How does GDPR compliance differ for large and small businesses?
Datatilsynet has just launched a "GDPR universe for small businesses" - but what really is the difference between whether you are a large or small business when it comes to complying with the rules in GDPR.
The guide generally consists of 7 points: GDPR universe for small businesses (datatilsynet.dk)
- Step 1: Create an overview
- Step 2: Ask yourself “why?”
- Step 3: Remember to delete
- Step 4: State that you are processing personal data
- Step 5: Make sure you have good procedures
- Step 6: Remember safety
- Step 7: You are also responsible when you share
If you have mastered the 7 points, you are ready for e.g. an inspection or a customer inquiry regarding GDPR. This conclusion applies whether you are a large or a small business.
Two key elements can be highlighted that make compliance with the GDPR different for large and small companies, and which make it "easier" for small companies to comply with the GDPR:
- Complexity/fragmentation in work processes,
- Understanding and acceptance of "wrong" assessments.
Complexity/fragmentation in work processes
The larger the scale, the more complex. This is how things often stay - or at least "look". Therefore, mapping and operating a compliance program in a large company requires proportionately more resources, because the necessary knowledge about the data flow in the company's many IT solutions and business processes is spread over many different employees.

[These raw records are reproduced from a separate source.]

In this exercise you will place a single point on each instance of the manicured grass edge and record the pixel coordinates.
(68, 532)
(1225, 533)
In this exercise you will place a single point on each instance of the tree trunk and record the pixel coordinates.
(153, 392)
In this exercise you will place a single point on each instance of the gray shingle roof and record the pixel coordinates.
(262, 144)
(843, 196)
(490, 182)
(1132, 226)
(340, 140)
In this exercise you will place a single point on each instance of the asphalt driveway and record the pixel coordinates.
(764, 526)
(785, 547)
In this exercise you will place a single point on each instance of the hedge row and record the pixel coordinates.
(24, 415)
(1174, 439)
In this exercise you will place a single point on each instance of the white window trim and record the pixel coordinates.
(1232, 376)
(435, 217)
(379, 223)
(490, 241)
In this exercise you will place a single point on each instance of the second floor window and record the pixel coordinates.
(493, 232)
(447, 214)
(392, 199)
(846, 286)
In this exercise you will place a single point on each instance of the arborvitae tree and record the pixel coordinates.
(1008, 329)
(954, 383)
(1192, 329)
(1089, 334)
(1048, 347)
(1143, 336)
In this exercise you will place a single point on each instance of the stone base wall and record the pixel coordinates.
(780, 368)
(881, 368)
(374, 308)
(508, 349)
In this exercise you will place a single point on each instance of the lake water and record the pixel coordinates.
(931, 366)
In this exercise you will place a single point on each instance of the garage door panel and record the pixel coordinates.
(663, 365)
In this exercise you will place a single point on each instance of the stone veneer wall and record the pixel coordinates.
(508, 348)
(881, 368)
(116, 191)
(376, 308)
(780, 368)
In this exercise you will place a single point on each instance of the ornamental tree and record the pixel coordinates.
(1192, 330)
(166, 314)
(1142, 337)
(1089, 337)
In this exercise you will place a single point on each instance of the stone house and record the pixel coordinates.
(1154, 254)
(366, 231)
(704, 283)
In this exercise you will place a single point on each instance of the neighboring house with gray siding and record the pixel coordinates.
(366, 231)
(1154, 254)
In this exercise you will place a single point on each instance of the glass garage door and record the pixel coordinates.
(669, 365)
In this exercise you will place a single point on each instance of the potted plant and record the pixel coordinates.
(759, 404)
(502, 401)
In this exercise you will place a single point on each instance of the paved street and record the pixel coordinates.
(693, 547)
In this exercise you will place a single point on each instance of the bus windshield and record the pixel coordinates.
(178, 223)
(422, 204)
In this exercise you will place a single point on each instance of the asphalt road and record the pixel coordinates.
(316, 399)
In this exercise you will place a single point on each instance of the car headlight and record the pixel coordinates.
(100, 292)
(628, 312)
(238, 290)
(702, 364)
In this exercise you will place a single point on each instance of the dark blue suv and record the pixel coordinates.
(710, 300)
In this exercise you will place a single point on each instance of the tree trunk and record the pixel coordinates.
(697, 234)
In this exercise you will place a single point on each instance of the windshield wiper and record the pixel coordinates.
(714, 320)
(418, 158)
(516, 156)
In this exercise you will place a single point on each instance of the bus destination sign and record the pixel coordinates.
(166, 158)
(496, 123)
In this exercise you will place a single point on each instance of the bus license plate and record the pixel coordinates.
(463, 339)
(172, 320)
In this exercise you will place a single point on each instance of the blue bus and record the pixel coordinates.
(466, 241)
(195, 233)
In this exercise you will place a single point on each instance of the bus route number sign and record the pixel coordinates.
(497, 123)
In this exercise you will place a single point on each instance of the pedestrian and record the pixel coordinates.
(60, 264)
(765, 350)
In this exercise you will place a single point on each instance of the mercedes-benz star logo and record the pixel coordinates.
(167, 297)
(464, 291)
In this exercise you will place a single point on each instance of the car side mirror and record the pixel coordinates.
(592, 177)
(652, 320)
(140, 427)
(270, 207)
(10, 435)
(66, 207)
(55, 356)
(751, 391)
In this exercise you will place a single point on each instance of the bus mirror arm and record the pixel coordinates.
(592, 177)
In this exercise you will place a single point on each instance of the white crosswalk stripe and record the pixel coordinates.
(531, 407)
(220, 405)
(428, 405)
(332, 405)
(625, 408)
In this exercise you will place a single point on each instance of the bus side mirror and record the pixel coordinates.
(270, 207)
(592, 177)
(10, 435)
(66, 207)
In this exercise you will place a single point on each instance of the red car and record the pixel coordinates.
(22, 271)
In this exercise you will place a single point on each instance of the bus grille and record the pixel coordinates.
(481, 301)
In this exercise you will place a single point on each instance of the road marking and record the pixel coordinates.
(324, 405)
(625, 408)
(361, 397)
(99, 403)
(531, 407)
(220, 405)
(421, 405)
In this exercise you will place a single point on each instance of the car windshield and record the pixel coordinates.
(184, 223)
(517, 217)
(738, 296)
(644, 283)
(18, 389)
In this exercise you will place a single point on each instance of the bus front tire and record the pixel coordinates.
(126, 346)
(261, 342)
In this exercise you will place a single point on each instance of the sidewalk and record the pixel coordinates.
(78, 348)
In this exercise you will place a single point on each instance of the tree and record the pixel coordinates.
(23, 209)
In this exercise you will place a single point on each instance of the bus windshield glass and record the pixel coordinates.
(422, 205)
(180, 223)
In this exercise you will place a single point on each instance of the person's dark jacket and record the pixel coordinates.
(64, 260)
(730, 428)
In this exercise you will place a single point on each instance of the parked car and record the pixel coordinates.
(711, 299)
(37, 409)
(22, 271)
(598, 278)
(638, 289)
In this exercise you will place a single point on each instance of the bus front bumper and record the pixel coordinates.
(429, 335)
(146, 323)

In a smaller company, the processes are often more manageable, and there will typically be one person who can describe all relevant data flows and processes. This element makes compliance with the GDPR easier for the smaller companies.

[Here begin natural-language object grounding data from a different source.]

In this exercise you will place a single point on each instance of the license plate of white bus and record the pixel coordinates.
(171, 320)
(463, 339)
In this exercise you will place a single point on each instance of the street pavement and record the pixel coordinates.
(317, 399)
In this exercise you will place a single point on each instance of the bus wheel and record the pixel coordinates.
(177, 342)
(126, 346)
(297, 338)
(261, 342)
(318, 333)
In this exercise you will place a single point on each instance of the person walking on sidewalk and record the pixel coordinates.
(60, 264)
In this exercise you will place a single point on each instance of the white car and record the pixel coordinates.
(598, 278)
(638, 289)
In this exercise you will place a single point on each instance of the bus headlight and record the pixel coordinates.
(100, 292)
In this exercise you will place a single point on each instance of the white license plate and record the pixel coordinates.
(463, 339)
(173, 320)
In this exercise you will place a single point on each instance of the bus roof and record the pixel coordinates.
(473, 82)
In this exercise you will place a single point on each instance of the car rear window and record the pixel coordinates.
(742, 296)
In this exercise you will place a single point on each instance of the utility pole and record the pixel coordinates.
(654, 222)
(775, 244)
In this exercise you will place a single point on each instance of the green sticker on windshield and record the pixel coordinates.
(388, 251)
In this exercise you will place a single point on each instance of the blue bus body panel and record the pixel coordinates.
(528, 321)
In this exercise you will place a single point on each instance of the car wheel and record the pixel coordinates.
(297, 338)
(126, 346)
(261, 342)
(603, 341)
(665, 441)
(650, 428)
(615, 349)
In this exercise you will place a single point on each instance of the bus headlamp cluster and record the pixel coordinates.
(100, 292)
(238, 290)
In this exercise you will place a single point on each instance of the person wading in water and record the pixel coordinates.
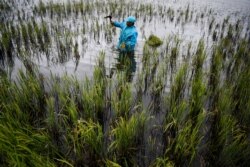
(126, 45)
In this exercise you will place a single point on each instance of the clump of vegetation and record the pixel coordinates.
(154, 41)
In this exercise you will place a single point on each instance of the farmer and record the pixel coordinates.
(128, 35)
(126, 46)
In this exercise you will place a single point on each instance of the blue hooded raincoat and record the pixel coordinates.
(128, 35)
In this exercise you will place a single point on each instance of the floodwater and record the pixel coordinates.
(92, 40)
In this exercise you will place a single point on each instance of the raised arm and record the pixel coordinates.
(118, 24)
(131, 42)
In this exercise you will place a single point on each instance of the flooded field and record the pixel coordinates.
(67, 98)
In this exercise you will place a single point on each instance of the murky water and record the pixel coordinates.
(93, 34)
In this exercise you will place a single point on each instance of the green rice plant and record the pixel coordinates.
(154, 41)
(178, 87)
(197, 98)
(214, 78)
(242, 102)
(111, 164)
(22, 147)
(128, 135)
(87, 138)
(121, 100)
(184, 147)
(162, 162)
(228, 144)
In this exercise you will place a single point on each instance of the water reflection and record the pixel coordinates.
(125, 63)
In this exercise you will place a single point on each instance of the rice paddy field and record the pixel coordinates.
(68, 99)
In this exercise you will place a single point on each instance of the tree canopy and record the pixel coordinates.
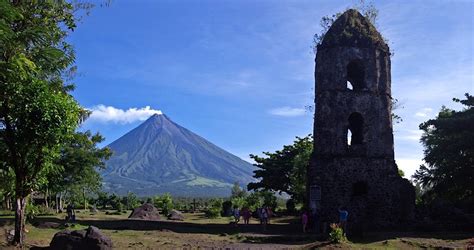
(37, 114)
(449, 153)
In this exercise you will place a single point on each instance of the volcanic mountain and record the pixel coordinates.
(160, 156)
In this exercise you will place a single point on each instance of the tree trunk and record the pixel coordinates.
(85, 200)
(7, 203)
(61, 201)
(57, 202)
(19, 220)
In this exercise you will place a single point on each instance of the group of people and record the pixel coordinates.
(343, 215)
(263, 214)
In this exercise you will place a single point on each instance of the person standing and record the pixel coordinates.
(71, 215)
(343, 215)
(236, 215)
(246, 214)
(265, 216)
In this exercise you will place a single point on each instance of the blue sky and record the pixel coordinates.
(240, 73)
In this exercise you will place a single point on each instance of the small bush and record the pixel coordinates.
(31, 211)
(290, 206)
(113, 213)
(337, 234)
(214, 209)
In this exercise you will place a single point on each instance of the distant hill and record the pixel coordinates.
(160, 156)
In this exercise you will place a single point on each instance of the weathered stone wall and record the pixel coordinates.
(363, 176)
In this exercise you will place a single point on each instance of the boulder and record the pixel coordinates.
(93, 210)
(176, 215)
(145, 212)
(91, 238)
(47, 224)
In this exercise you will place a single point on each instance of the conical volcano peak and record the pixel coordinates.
(352, 29)
(161, 156)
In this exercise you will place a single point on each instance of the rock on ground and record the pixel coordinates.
(145, 212)
(91, 238)
(48, 224)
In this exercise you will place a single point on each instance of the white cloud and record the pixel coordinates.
(411, 135)
(409, 165)
(106, 114)
(287, 111)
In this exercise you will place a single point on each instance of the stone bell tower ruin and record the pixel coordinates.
(353, 162)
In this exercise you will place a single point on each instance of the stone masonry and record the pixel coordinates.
(353, 162)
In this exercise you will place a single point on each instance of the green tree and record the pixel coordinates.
(131, 201)
(75, 170)
(36, 112)
(237, 191)
(164, 202)
(449, 154)
(285, 170)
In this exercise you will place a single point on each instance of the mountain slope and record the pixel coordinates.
(160, 156)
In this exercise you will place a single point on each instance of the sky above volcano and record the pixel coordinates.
(240, 73)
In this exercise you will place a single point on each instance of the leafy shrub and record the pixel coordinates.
(214, 208)
(290, 206)
(164, 202)
(43, 210)
(226, 208)
(337, 234)
(31, 211)
(113, 213)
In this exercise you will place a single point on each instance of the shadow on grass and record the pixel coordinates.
(372, 237)
(276, 233)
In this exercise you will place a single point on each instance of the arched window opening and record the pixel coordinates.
(356, 129)
(349, 137)
(359, 188)
(356, 75)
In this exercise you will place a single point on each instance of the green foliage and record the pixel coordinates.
(269, 199)
(102, 200)
(115, 202)
(130, 201)
(164, 202)
(238, 202)
(253, 201)
(367, 9)
(401, 173)
(76, 168)
(449, 154)
(37, 114)
(284, 170)
(336, 234)
(31, 211)
(214, 208)
(226, 208)
(237, 191)
(290, 206)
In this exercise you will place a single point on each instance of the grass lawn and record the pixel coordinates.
(197, 231)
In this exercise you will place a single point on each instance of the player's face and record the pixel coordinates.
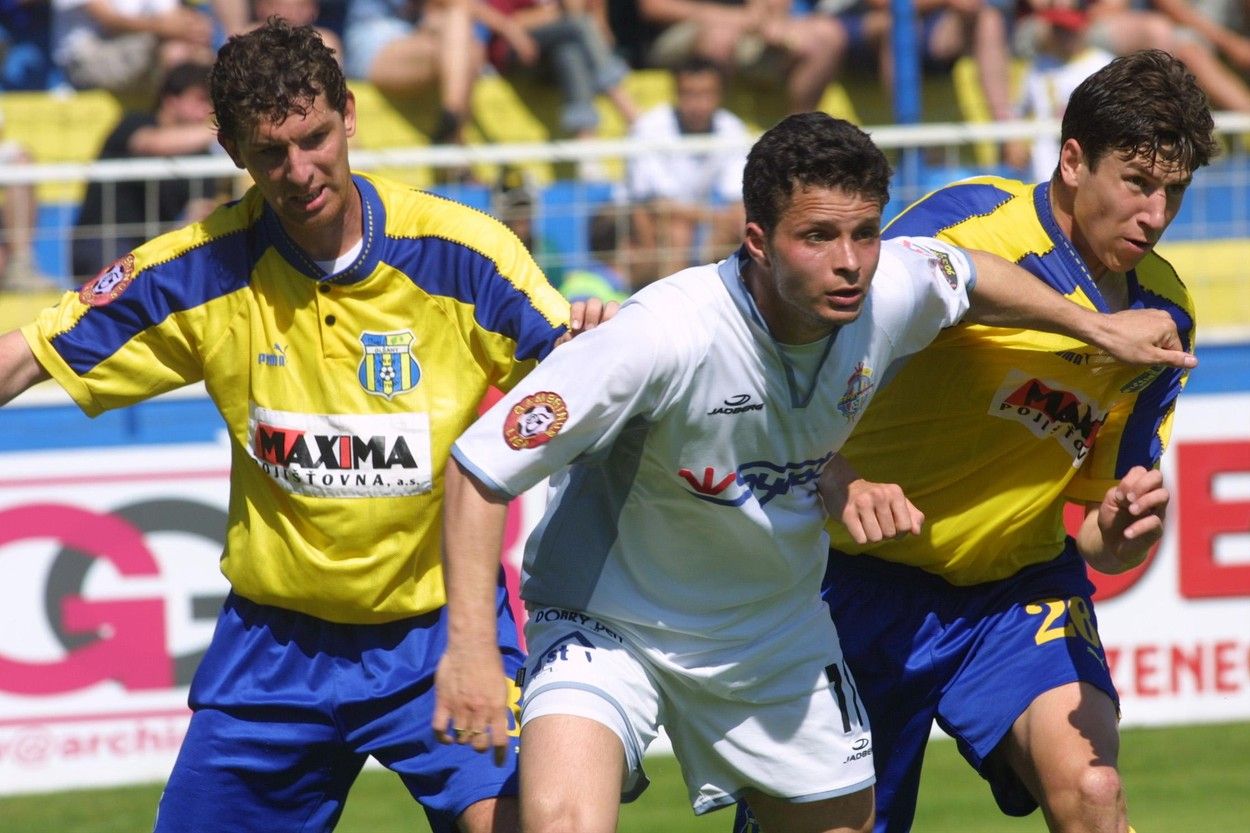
(190, 106)
(301, 169)
(813, 273)
(1121, 208)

Understanding and acceptance of "wrong" assessments
It is Datatilsynets explicit position that if an honest effort has been made to comply with the data protection legal rules, it counts positively in their assessment. This means that a large company with lawyers employed is more likely to make correct assessments.

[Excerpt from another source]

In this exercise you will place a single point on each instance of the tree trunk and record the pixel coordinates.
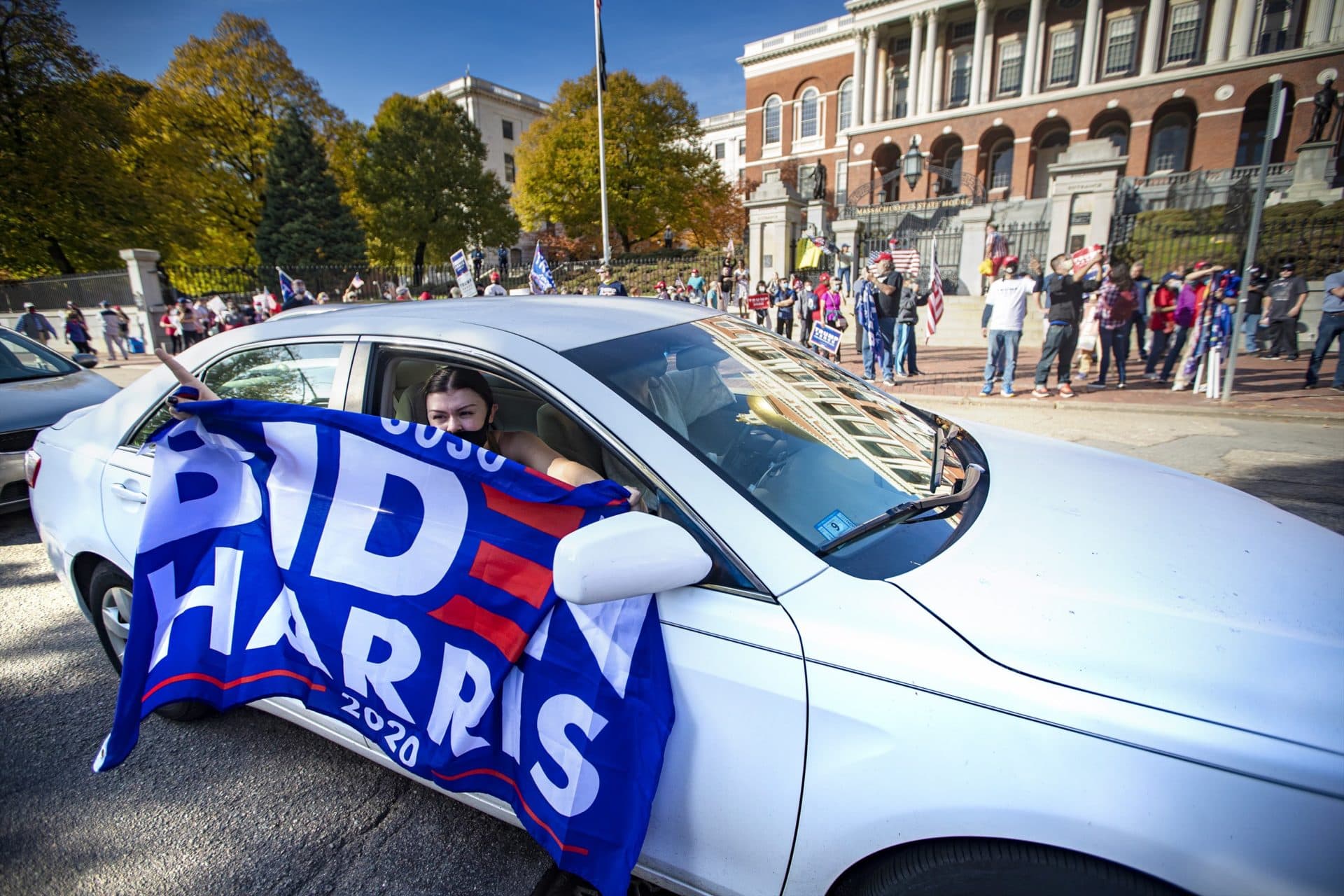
(420, 265)
(58, 255)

If you, as a small business, can show that you have made an honest effort to follow the rules, a possible incorrect assessment with an overwhelming probability not to be sanctioned with a fine. However, the opposite may be the case if you have deliberately disregarded the rules. Therefore, our recommendation is that you at least make an honest effort.
How small businesses comply with GDPR
Most importantly: It is a manageable task!
Acquire an IT solution that is designed to manage and keep an overview of the above 7 steps (compliance system). Such a solution can be obtained for between DKK 500 and DKK 1.000 per month. Then appoint an employee - possibly yourself – as responsible for carrying out GDPR-related tasks.
The compliance system is designed to help you map and document relevant information about the processing of personal data. As a small business, it shouldn't take long to create an overview of the processing activities.
In connection with the mapping, various assessments must be made about e.g. processing basis, risks associated with the processing activity and deletion rules. In that context, you make your best assessment and write down your considerations - and then no more. You should not get hung up on the details, but instead use your common sense.
Once the initial work has been done, there will be an ongoing task of keeping descriptions and assessments up to date as well as actually complying with the "rules" about e.g. deletion, which is defined in connection with the mapping. For this purpose, internal procedures and controls can advantageously be drawn up that ensure compliance on an ongoing basis and that in the event of major changes in data flow – e.g. in connection with the purchase of a new HR or CRM system, introduction of new marketing media etc., the information in the compliance system is updated.
Rounding
The above post tries to dramatize GDPR compliance for small businesses as a huge and unmanageable task. If you have made an honest effort to comply with the 7 points above, you do not need to "fear" inquiries from Datatilsynet, customers or business partners about GDPR.